Bi(III) represents a promising yet comparatively less explored metal ion in medicinal inorganic chemistry. Due to its closed-shell 6s2 configuration, Bi(III) is relatively resistant to redox changes under physiological conditions and in assay conditions, offering enhanced thermodynamic stability compared to many transition metals. Additional evidence of a positive safety profile in humans comes from clinically applied bismuth formulations, such as ranitidine bismuth citrate (Tritec®/Pylorid®), bismuth subcitrate (De-Nol®), and bismuth subsalicylate (Pepto-Bismol®) [4]. The emerging therapeutic promise of Bi-based drugs on anticancer, antibacterial, and antiparasitic fronts has been highlighted by recent reviews [3,5,6]. Complementary assessments emphasize that ligand design and derived geometries (trigonal, tetrahedral, and octahedral) significantly influence bioactivity in homoleptic Bi(III) complexes [7].

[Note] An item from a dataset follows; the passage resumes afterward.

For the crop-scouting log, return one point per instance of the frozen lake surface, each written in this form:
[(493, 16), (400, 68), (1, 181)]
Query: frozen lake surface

Dithiocarbamates (DTCs, R2NCS2−) are soft, sulfur-donor ligands that stabilize soft metal centers through κ2(S, S) chelation and enable electronic/steric tuning via thioureide resonance and substituent design [8]. Beyond their extensive use in catalysis and materials, metal-DTC complexes are increasingly explored in bioinorganic chemistry, including applications in anticancer, antimicrobial, and antioxidant treatments [[9], [10], [11]]. For platinum therapeutics, Pt(II)DTC complexes can surpass cisplatin in potency, with mechanisms that involve the generation of reactive oxygen species (ROS) or the inhibition of the NF-кB pathway [12,13]. In parallel, copper DTC systems are being re-appraised for their ability to perturb copper homeostasis and trigger apoptosis in drug-resistant cancers [14]. These observations validate DTCs as biologically active chelators; when combined with Homoleptic Bi(III) complexes, they yield a hybrid platform that couples Bi-centered stability with sulfur-ligand-mediated bioactivity.

Previous reports have highlighted that Bi(III) complexes with asymmetric NN'O ligands exhibit cytotoxicity (IC50 0.3–0.4 μM) against chronic myelogenous leukemia cells and display antibacterial properties [15]. Similarly, the in vitro cytotoxic potential of simple Bi-DTC frameworks has been demonstrated across multiple tumor lines [16]. To advance this field, the development of Bi-DTC frameworks that allow for a direct correlation between electronic structure, coordination geometry, and cytotoxic behaviour within a coherent Bi(III) system [17] is necessary.

A less explored dimension in therapeutic metal design is positional isomerism within the ligand framework. Hydroxy substituent at the ortho, meta, or para positions can modulate intramolecular hydrogen bonding, steric accessibility, lipophilicity, and π-electron delocalization, thereby influencing BiS bond metrics, coordination geometry, ligand-field strength, and ultimately cellular uptakeprotein. Mechanistically, increased reactive oxygen species (ROS) generation and mitochondrial membrane depolarization reflect oxidative stress–associated, non-DNA-targeting pathways of cytotoxicity. Such mechanisms may help circumvent traditional resistance associated with DNA-directed agents and potentially reduce genotoxic side effects, an approach increasingly explored in the development of next-generation metallodrugs. [3,[18], [19], [20]].

Herein, we report a systematic series of homoleptic Bi(III) dithiocarbamate positional isomers, Bi-2ba, Bi-3ba, and Bi-4ba. These complexes are synthesized and fully characterized (IR, 1H/ 13C NMR, and UV–vis, HRMS) to establish purity, types of electronic transitions, and bonding patterns. Supportive DFT and frontier molecular orbital (FMO) analyses reveal comparable but meaningful variations in HOMO-LUMO gaps among the isomers, with Bi-4ba exhibiting the narrower separation, consistent with intra-ligand charge transfer and redox cycling. Biological evaluation in A549 lung carcinoma cells demonstrates a clear isomer dependent potency trend (Bi-4ba > Bi-3ba > Bi-2ba), correlating with increased ROS generation and mitochondrial dysfunction. Collectively, these findings establish positional isomerism as a rational design parameter that links electronic structure to redox-mediated cytotoxicity in Bi(III)-dithiocarbamate complexes.